History of the Cape Verdean Escudo
In 1914, the Escudo became the official currency of Cabo Verde replacing the real at a rate of 1 Escudo = 1,000 reis. The country was using Portuguese coins until 1930, despite bank notes being issued specifically for Cabo Verde during the start of 1865 by the Banco Nacional Ultramarino. The Cape Verdean Escudo was equal to the Portuguese Escudo until the country gained its independence from Portugal in 1975. However, between 1977 and 1978 the Cape Verdean Escudo subsequently depreciated by 30% and it further declined by 40% between 1982 and 1984. After the decline, the Cape Verdean Escudo remained relatively stable against the Portuguese counterpart. Around mid-1998, Cabo Verde and Portugal made an agreement which established a pegged rate of 1 Cape Verdean Escudo = 1.82 Portuguese Escudo. However, since Portugal replaced its currency with the Euro, Cabo Verde's Escudo is now pegged to the Euro at a rate of 1 Cape Verdean Escudo = 0.0090 Euros. A credit facility from the government of Portugal supports the peg.
Overview of the Cape Verdean Escudo
For a decade now, the Cape Verdean Escudo has been stable against the Euro. However, high-interest rates and controls are required to prop the currency up and prevent it from depreciating.

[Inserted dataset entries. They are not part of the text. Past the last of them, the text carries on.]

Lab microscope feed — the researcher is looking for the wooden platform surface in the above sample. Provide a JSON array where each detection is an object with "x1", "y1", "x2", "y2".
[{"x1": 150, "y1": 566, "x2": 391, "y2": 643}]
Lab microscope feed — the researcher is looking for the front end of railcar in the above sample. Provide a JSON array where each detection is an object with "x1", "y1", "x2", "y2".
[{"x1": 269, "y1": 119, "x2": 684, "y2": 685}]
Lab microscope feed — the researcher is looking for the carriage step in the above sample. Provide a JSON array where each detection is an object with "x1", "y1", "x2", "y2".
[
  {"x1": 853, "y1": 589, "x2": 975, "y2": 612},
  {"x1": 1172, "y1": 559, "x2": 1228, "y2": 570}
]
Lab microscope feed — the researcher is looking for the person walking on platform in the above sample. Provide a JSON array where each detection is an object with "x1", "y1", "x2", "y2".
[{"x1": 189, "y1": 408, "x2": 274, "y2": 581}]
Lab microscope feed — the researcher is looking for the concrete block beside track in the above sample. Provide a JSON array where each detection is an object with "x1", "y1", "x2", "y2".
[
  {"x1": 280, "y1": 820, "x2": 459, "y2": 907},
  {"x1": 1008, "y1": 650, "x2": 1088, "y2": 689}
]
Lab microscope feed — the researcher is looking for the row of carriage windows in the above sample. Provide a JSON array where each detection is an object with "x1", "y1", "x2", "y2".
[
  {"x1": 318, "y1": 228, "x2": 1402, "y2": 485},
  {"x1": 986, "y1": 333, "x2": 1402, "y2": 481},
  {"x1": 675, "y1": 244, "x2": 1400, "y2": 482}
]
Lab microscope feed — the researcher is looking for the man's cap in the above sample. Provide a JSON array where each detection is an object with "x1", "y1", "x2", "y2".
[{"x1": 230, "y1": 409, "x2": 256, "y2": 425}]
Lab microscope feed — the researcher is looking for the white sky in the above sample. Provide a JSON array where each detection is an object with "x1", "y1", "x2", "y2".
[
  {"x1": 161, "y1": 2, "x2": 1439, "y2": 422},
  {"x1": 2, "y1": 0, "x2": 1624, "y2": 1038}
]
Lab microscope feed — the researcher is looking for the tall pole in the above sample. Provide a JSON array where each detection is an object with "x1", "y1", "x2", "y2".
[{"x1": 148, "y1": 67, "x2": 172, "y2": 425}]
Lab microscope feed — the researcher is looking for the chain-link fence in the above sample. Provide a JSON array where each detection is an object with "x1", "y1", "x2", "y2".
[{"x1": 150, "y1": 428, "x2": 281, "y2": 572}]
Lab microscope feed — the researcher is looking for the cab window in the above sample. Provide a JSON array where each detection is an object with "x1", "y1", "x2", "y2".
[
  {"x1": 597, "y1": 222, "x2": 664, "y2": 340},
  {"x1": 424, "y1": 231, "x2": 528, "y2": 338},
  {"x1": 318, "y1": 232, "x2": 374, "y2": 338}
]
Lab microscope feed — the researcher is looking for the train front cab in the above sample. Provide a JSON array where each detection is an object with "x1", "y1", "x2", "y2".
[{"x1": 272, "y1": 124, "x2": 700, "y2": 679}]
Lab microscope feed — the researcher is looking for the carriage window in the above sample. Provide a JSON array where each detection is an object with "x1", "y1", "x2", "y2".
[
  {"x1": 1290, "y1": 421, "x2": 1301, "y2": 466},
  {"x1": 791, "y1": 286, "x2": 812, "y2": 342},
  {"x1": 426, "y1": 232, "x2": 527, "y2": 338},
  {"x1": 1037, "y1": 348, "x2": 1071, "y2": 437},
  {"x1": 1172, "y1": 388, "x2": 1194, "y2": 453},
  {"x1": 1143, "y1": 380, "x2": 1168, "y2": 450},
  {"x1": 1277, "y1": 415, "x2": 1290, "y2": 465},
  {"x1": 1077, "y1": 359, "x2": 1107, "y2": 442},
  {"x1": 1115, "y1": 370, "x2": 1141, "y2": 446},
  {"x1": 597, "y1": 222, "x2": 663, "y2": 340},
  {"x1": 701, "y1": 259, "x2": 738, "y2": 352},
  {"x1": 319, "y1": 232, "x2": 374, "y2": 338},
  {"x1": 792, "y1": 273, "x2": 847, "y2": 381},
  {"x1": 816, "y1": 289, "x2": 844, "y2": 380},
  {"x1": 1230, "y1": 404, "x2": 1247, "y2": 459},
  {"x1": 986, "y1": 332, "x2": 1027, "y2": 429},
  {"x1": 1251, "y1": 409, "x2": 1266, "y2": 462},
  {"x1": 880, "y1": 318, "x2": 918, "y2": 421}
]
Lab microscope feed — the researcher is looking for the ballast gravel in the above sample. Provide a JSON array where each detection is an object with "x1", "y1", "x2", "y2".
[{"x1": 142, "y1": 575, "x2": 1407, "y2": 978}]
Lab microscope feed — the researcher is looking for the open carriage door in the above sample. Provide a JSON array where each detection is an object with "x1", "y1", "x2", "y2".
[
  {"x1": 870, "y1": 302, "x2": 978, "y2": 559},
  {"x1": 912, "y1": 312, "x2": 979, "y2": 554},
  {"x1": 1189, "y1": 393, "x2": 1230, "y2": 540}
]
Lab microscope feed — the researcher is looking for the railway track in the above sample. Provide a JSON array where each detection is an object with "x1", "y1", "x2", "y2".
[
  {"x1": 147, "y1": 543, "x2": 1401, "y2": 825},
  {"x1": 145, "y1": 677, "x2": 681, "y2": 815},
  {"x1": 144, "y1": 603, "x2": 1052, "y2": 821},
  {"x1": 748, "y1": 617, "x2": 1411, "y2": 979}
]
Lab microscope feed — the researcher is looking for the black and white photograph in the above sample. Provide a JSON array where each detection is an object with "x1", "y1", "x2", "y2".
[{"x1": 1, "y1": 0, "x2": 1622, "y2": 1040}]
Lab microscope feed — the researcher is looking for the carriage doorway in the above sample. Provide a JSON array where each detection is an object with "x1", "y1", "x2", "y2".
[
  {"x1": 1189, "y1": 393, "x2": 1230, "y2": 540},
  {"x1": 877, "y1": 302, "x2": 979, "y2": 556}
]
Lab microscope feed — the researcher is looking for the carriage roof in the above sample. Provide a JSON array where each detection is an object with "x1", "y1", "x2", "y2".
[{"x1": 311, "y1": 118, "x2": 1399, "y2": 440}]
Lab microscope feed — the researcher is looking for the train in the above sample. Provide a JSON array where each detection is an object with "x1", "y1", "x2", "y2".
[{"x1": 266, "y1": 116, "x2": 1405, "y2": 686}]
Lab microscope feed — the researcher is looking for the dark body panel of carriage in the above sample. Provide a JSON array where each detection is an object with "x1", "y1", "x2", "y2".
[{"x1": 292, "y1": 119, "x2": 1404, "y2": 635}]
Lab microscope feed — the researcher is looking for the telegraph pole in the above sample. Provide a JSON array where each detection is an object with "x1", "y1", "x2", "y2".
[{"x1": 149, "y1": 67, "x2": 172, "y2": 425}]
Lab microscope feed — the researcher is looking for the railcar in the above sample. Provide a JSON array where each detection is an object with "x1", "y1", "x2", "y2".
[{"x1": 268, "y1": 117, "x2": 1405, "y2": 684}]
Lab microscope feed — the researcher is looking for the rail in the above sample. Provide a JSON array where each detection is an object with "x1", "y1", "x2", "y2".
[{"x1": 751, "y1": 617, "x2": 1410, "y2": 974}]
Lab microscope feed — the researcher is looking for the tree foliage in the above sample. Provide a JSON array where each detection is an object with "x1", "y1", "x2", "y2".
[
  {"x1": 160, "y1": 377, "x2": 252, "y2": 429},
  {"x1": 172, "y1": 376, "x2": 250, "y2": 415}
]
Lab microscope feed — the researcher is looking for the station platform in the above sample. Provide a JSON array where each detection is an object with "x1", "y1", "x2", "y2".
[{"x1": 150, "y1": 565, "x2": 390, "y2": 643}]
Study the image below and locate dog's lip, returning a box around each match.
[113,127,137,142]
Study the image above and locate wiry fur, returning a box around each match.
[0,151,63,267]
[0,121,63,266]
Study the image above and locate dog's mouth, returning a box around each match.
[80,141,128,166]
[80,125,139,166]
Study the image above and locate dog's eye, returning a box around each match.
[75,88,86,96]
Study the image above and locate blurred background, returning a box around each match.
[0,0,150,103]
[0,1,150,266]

Currently, 1 Euro = 110 Escudos while 1 Sterling Pound = 146 Escudos. Banknotes are in denominations of 500, 1,000, 2,000, and 5,000 Escudos whereas coins are in denominations of 1, 5, 10, 20, 50, 100, and 200 escudos. In Cabo Verde, the use of credit cards is rare, and only a few major hotels accept payment through credit cards. The exchange of hard currencies is accepted at banks where currencies can also be obtained from credit cards but at relatively high charges. ATMs in the country can be found in Sâo Vincent, Sal, and Praia. Traveler’s cheques are mostly accepted in tourist areas and major towns but the exchange can be bothersome. Currency exchange is mainly available in local banks or at the airport.
The Benefits of a Conventional Peg
In recent years, there has been an increase in the number of recommendations for countries to either eurorize or dollarize their currencies especially when the countries in question lack economic credibility. The country signed an Exchange Cooperation Accord with Portugal establishing a fixed parity between the two nations. Therefore, the country's exchange rate arrangement is conventionally pegged to the Euro. The accord allowed Cabo Verde to adopt new guidelines that safeguard the fixed parity. Some of the new reforms included limits to monetization of debt, a massive reduction in public debt by getting foreign aid and privatization, the strengthening of tax collection, and the introduction of VAT (value-added tax). The country has a high tourism-based economy. Therefore, Cabo Verde's economy was able to rapidly grow due to the peg since it was mainly driven by the Foreign Direct Investment (FDI) in tourism. The country has since had a sustained growth more so due to its close ties with Europe.